You’ve done a good job of comparing fifth amendment rights to the ability of the state to subpoena third parties. It makes perfect sense to me that if it’s acceptable for state to subpoena third parties, it should also be acceptable to subpoena the accused. I hold the position that the state should NOT be able to subpoena the accused OR third parties though. To convince me, you’ll need to provide good reasons why the state should have this particular coercive power in the first place.

I don’t think it is intentional. This sort of sophistry is so common, people do it without even knowing it now. All logic expressions imply a set of conditions that would make them false. For instance, all men are human is a logical expression. To falsify this, we would need a man who is not human. That does not mean it can be falsified. There are scientific fast that cannot be falsified, because they are axioms.

What the modern sophist does is insert taste or opinion into the search for truth. “Vanilla ice cream is the best” is not true statement. Everyone knows that. All swans are white, however, is a logical statement. Bolting on “you have to convince me that all swans are white” invalidates the logical expression. Of course, it sets up a standard that can never be met.

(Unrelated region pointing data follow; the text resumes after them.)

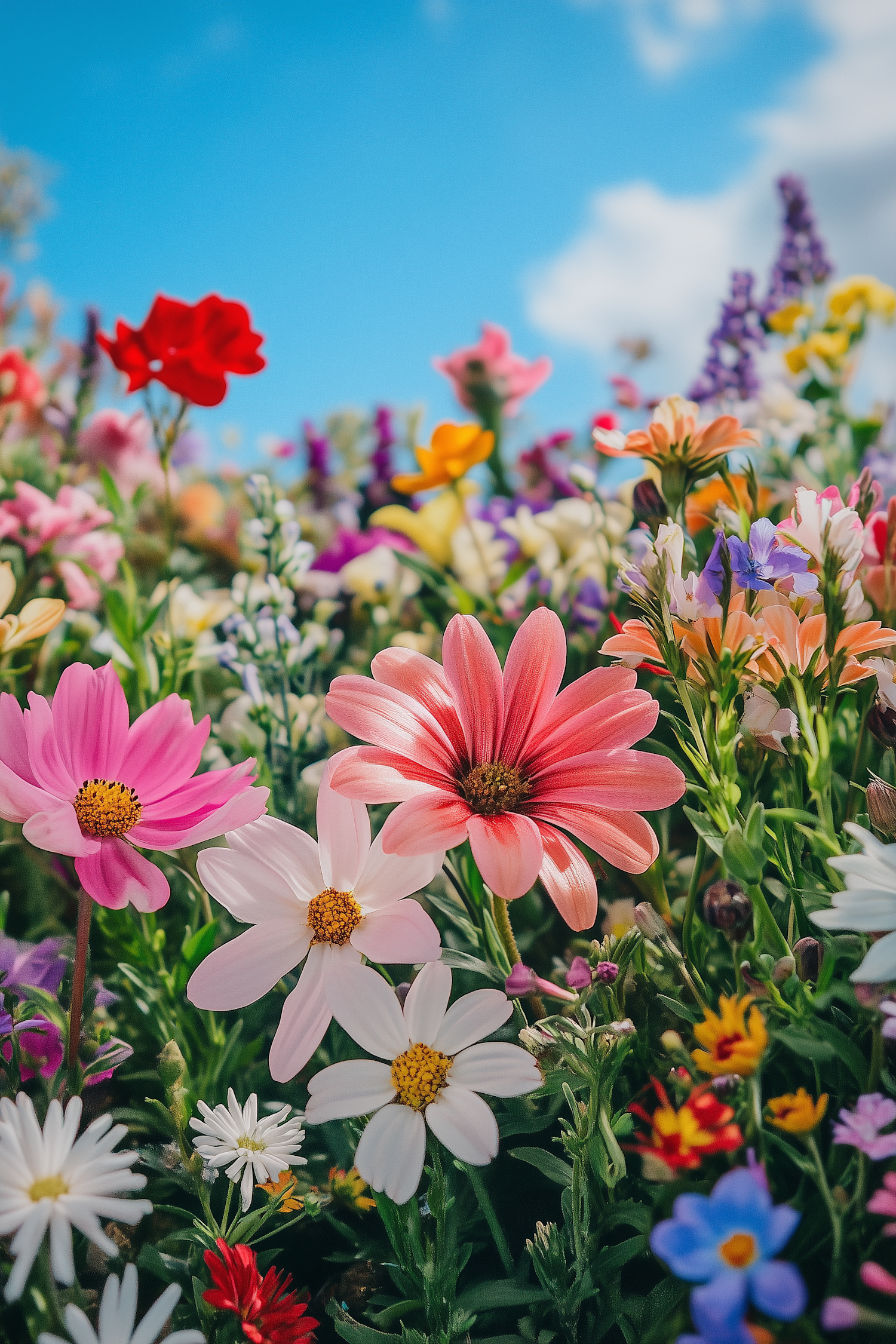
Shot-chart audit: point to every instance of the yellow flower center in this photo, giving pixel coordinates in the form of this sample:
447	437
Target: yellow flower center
495	788
49	1187
419	1074
739	1250
333	916
106	808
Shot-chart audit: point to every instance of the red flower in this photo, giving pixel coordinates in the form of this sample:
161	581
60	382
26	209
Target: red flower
187	347
269	1314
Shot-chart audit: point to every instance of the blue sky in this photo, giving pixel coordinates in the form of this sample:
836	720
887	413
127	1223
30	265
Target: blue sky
373	178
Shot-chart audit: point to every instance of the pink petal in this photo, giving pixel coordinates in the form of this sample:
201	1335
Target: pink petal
424	680
624	839
117	875
532	674
247	966
285	850
569	879
400	933
630	780
90	722
58	831
163	749
617	722
508	852
474	675
304	1019
374	775
584	692
343	835
421	826
389	719
389	877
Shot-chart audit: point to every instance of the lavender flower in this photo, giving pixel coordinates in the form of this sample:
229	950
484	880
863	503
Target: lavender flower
802	260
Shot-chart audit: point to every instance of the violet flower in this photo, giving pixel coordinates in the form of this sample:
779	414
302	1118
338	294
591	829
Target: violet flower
758	562
861	1127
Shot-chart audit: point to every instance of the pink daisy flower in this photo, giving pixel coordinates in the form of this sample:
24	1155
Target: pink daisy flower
87	784
504	761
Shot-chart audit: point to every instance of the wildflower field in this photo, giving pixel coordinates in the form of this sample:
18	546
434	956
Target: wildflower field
446	897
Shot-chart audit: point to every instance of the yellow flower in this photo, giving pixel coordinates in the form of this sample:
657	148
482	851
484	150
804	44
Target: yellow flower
433	526
285	1186
35	619
797	1112
732	1044
348	1189
857	296
786	318
453	450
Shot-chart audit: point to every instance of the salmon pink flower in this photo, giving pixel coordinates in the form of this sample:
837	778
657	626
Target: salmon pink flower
187	347
88	785
505	761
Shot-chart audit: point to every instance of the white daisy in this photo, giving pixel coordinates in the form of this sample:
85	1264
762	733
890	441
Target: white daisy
117	1312
433	1076
868	904
53	1179
330	902
261	1149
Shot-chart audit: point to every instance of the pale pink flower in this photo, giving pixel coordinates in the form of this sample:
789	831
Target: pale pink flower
331	902
503	760
493	363
85	784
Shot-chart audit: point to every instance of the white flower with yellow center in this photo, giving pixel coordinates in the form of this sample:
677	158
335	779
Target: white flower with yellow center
326	904
51	1179
433	1073
261	1149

The judge in this case can simply claim you have to convinced him, no matter how much evidence is stacked up in your favor.

Putting it together you get what looks like a deductive examination of an existing rule, law or custom. What you really get is ignorance framed as a question and a petulant demand from the questioner. It is not an affirmative argument or even a logical expression. It’s a temper tantrum, except the performance of it shifts the focus from the person having the tantrum onto something self. It’s performance art.